Calls Growing For Controversial Statues To Be Pulled Down In Australia

"Why can't we replace these people and their statues with people who actually tried to bring our state together?​"

Stewart Perrie

Stewart Perrie

Cities around the world have started pulling down controversial statues in the wake of the Black Lives Matter movement.

A statue of slave owner Robert Milligan in London and one of Belgian King Leopold II in Antwerp have been pulled down after protests erupted following the death of George Floyd.

Several other slave traders or Confederate leaders have been removed in recent days in the UK and US. That's lead to similar calls in Australia for statues of polarising figures to be removed.

As slave trader Edward Colson's statue was brought down in Bristol over the weekend, many started sarcastically saying it would 'be a shame' if the same thing happened to the statue of Captain James Cook in Sydney's Hyde Park.

Kgbo (Creative Commons)

People have pointed at other colonisers, explorers and colonial administrators who have been immortalised in statues around the country that could be taken down.

One that has stirred a bit of controversy is of former South Australian premier Charles Cameron Kingston in Adelaide.
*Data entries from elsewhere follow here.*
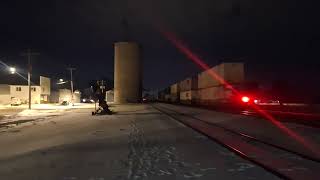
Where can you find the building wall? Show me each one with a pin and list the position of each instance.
(230, 72)
(23, 95)
(5, 94)
(45, 85)
(174, 89)
(110, 96)
(65, 95)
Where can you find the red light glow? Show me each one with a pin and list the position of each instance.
(245, 99)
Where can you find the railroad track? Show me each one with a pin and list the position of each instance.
(270, 156)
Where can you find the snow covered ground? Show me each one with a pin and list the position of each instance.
(138, 142)
(37, 113)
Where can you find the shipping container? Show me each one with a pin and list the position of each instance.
(189, 84)
(232, 73)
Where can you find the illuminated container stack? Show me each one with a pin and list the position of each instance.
(188, 90)
(211, 91)
(127, 73)
(204, 89)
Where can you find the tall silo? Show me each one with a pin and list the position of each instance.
(127, 73)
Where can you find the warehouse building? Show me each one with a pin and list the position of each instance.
(18, 93)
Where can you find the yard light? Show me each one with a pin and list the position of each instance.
(12, 70)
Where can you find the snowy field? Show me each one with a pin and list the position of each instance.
(13, 115)
(138, 142)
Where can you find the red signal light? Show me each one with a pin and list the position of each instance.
(245, 99)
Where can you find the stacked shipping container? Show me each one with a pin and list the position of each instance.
(205, 89)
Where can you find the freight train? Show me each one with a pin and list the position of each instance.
(222, 85)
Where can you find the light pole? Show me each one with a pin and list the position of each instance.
(71, 83)
(29, 54)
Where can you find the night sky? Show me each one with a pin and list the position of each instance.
(277, 39)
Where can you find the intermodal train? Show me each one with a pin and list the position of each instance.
(221, 85)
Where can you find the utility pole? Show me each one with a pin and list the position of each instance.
(71, 82)
(29, 55)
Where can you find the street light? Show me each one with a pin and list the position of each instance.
(12, 70)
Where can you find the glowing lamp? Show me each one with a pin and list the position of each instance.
(245, 99)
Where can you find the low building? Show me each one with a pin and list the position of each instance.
(20, 92)
(65, 95)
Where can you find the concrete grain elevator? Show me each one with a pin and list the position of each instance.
(127, 73)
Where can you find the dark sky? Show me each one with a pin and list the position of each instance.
(277, 39)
While Kingston was the first to push for the colony to allow women to vote in 1894, his other deeds haven't been as celebrated. He opposed Chinese immigration to Australia and has been accused of being the originator of the White Australia policy.

Charles Cameron Kingston.
South Australian Government

South Australian actress Natasha Wanganeen said of the statue: "I would support that statue being removed and being replaced with somebody who was respected by both white and black people here.

"Looking at that statue every day as an Aboriginal woman, walking out of my house, it is a mental health trigger. Why can't we replace these racist people and their statues with people who actually tried to bring our state together?"
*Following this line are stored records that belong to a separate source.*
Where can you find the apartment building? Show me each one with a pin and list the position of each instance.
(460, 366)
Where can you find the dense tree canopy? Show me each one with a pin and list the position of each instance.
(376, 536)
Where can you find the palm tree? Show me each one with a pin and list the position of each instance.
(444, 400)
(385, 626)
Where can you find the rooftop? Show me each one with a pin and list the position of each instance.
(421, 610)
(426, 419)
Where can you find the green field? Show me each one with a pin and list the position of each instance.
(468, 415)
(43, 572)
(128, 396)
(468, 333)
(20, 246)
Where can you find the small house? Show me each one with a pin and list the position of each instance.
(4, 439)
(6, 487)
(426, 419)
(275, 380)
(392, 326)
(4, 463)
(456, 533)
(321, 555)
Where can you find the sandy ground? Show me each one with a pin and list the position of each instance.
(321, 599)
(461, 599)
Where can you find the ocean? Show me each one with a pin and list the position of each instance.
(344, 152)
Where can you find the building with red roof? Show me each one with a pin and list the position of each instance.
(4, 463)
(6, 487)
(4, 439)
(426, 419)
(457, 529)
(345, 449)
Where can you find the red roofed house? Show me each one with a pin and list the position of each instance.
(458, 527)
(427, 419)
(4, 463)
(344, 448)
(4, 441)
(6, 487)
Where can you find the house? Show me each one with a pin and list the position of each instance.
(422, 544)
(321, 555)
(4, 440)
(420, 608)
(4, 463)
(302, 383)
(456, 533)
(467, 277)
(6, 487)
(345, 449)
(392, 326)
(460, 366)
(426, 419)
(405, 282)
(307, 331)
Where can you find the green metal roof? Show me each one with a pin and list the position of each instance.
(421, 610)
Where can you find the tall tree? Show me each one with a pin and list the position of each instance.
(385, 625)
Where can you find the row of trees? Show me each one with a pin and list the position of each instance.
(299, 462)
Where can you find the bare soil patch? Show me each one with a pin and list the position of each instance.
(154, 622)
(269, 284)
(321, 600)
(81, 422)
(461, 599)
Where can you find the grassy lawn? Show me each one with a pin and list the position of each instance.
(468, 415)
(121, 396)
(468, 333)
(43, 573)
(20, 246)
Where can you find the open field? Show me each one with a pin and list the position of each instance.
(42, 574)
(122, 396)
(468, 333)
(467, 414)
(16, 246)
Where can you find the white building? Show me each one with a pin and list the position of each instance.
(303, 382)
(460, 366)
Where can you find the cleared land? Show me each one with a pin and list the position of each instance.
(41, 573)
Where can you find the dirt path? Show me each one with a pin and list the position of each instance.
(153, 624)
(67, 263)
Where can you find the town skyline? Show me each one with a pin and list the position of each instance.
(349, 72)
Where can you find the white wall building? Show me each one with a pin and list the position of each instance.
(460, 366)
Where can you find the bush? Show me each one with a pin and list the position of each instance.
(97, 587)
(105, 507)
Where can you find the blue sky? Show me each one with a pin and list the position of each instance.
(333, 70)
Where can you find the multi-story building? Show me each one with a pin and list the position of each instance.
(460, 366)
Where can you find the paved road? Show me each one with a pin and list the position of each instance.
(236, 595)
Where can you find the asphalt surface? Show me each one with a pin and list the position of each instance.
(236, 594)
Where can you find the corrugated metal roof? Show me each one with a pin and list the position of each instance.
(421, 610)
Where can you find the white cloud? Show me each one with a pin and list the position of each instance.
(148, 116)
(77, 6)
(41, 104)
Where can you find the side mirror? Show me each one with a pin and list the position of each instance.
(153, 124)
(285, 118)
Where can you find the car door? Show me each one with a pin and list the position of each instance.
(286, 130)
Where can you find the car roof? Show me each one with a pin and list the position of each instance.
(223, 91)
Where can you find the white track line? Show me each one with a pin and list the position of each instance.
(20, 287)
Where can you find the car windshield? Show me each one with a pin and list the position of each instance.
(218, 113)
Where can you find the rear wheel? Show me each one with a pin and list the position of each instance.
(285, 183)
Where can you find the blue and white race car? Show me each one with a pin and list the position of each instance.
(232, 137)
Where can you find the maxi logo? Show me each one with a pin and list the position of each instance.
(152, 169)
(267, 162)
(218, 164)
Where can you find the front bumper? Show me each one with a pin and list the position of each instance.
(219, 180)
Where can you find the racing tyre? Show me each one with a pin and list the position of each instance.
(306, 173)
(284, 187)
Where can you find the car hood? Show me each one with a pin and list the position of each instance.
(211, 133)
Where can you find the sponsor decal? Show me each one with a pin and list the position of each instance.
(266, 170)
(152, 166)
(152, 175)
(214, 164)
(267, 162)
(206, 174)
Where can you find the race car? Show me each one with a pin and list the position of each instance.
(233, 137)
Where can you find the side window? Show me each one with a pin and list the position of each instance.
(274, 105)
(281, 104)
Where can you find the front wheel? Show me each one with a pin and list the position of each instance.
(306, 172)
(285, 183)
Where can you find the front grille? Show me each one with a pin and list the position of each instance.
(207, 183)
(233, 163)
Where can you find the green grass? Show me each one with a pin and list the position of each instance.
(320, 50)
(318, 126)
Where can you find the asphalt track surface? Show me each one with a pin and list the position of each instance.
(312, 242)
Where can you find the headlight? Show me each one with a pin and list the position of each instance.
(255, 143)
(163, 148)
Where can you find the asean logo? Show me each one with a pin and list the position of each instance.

She also supports the removal of the Captain Cook statue in Sydney.

"Don't put Captain Cook up there and make him look like a god to everybody, make him look like a saviour, because he was anything but," she said. "Why would people want to celebrate somebody like that? It's disgusting."

An online petition has gained more than 2,100 signatures to remove a statue of Australia's first prime minister, Sir Edmund Barton, from its spot in Port Macquarie.

Christopher Wood

Aboriginal elders say the statue is placed on a traditional burial site in New South Wales and is deeply troubling.
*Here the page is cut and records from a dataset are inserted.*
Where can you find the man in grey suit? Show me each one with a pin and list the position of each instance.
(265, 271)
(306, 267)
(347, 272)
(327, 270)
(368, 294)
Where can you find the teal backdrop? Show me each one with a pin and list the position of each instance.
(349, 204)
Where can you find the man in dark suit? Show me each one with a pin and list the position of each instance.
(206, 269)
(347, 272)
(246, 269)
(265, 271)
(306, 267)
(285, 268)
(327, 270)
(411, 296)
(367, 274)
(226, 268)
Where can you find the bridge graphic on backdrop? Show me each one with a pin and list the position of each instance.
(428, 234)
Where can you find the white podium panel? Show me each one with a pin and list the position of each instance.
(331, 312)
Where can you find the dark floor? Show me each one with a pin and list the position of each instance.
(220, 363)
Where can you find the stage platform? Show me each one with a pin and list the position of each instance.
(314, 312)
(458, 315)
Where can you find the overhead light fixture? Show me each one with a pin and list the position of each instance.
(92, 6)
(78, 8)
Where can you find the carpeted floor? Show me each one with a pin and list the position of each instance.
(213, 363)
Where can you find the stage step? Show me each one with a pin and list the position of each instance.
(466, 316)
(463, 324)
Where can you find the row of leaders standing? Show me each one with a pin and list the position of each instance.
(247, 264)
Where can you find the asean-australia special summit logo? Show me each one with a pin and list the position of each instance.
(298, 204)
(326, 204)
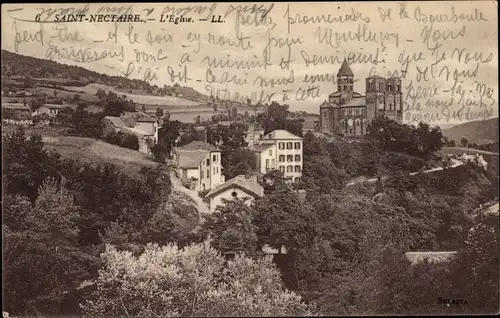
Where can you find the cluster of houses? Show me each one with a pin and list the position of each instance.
(198, 165)
(23, 115)
(145, 127)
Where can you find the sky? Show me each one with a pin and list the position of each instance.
(446, 53)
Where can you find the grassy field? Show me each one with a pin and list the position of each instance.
(91, 89)
(461, 150)
(61, 93)
(98, 152)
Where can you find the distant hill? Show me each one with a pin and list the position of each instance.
(53, 75)
(480, 132)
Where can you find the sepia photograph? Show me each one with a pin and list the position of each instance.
(242, 159)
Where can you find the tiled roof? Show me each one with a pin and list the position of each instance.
(190, 159)
(261, 147)
(15, 106)
(356, 101)
(432, 257)
(146, 119)
(198, 145)
(117, 122)
(281, 134)
(250, 186)
(56, 106)
(345, 70)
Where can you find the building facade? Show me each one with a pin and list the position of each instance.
(242, 186)
(348, 113)
(280, 150)
(199, 165)
(146, 129)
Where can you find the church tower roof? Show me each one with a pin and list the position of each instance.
(345, 70)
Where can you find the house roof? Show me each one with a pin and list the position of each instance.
(146, 119)
(117, 121)
(56, 106)
(281, 134)
(15, 106)
(345, 70)
(432, 257)
(198, 145)
(189, 159)
(261, 147)
(250, 186)
(355, 102)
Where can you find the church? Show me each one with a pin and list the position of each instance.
(348, 113)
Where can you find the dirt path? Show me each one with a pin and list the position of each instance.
(193, 195)
(454, 163)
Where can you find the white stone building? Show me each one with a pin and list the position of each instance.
(280, 150)
(199, 164)
(242, 186)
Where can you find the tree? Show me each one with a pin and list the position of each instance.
(101, 94)
(28, 81)
(114, 108)
(464, 142)
(159, 112)
(193, 281)
(76, 98)
(231, 228)
(42, 263)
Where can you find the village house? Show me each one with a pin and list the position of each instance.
(49, 109)
(280, 150)
(242, 186)
(16, 114)
(348, 113)
(198, 165)
(144, 127)
(431, 257)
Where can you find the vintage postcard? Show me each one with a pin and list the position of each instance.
(250, 159)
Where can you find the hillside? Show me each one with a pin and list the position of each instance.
(480, 132)
(98, 152)
(50, 76)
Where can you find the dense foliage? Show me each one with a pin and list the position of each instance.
(193, 281)
(55, 230)
(122, 139)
Port Macquarie woman Arlene Mehan is leading the charge with this particular statue and has told the ABC: "You wouldn't put a statue of Hitler in a Jewish space, so it's been a bit of a thorn," she said. "It's a burial site and you're putting a figure of white Australia on an Aboriginal burial site - it's just not appropriate."

But one academic believes that if people try to remove history then they won't be educated about what occurred in our past.

Australian National University history professor Bruce Scates reckons it is far better installing plaques onto statues and giving passersby an updated explanation of the person that reflects the current thinking.

He's told the ABC: "I think when you do that you actually create a platform for discussion."